The rules, which go into effect in 2016, were notoriously overdue. The FSMA mandated that new standards be released by July 2012, but they were delayed time and time again. In the three years since that deadline, a number of high-profile outbreaks of foodborne illness have been linked to foods that would have been covered by the rules, most notably Blue Bell ice cream and Sunland peanut butter.

Officials from the FDA and the Obama administration's Office of Management and Budget said they needed the extra time to make sure that the rules were written correctly, with input from all stakeholders, given that they make up the biggest overhaul of food safety regulations in a generation. The Grocery Manufacturers Association, which represents many of the companies most affected by the new rules, praised the FDA for the "deliberative and inclusive approach it took in developing these regulations."

The fact that these regulations were released now, rather than even later, is due in part to a lawsuit by the Sacramento-based Center for Food Safety.
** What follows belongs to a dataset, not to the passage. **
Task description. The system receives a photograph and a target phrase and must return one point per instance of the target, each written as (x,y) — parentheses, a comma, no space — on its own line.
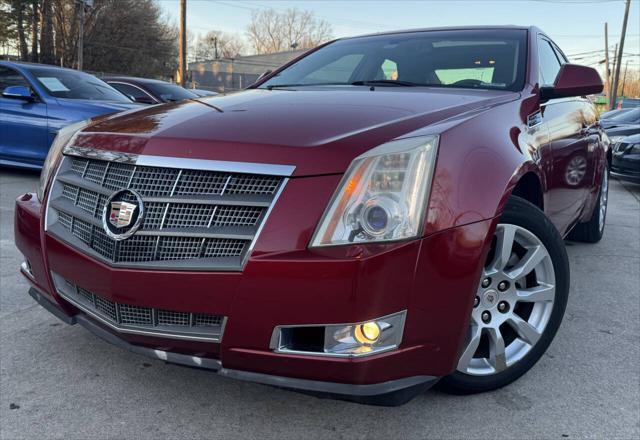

A district judge in northern California ruled that the FDA had "unlawfully withheld" the rules for too long, ordering the agency to release the regulation on preventive controls for human food -- the one released this week -- by August 30. Technically, the FDA missed even this deadline, but the Center for Food Safety's attorney George Kimbrell said the group was "pleased" that the regulations came in when they did.

"Without our case and it's injunction, no doubt we would still be waiting," Kimbrell told The Huffington Post.

The key measure in the rules is a requirement that food manufacturers write up -- and follow -- detailed plans that identify possible sources of pathogens and establish ways to prevent those pathogens from making it into food. Such plans have been mandated for producers of packaged seafood since 1995, and for juice producers since 2001. The new regulations released this week will require the plans for almost every food found in the middle aisles -- but not the perimeter -- of the grocery store. Meat and dairy products are regulated by the United States Department of Agriculture, rather than the FDA, while fresh produce is governed by a separate FSMA regulation.

Food safety advocates were pleased to find that the final rules also require that most manufacturers test their facilities and finished products for pathogens. Eskin said that she sees this testing as "a fundamental piece of a prevention-based system," because without it, there's no way to know whether a company's food safety protocols are actually working.

In short, Eskin said, "There were some little things we wish had been included, but the bigger picture is that these are very strong rules."

Still, the enthusiasm of many food safety advocates has been tempered by their long-held belief that the FDA lacks the resources to ensure that manufacturers actually obey the regulations when they take effect a year from now. Though the FDA's food safety budget has increased since FSMA passed, many believe it hasn't increased enough to ramp up the frequency and rigor of inspections even to the relatively modest level required by the law.

"The real question is how do you enforce it," said famed food safety lawyer William Marler. "We’re asking companies to implement the rules with very little oversight. Is that ultimately going to be sufficient to make our food supply safer? The jury is still out."

Marler also noted that the FDA has become far more willing to harshly prosecute food safety violations since Obama came to office. This summer, executives of the Peanut Corporation of America were found guilty of knowingly selling salmonella-tainted peanut butter that sparked a food poisoning outbreak that killed at least nine people. The plant's former owner now faces life imprisonment, which is unprecedented in the history of American food safety. Marler speculated that the looming threat of personal punishment for infractions could spur executives to take the rules seriously, even if the chance of inspection is low.

The FDA also released its final versions of regulations for the production of animal food on Thursday. Further FSMA regulations on topics including produce and imported food are expected in the next few months.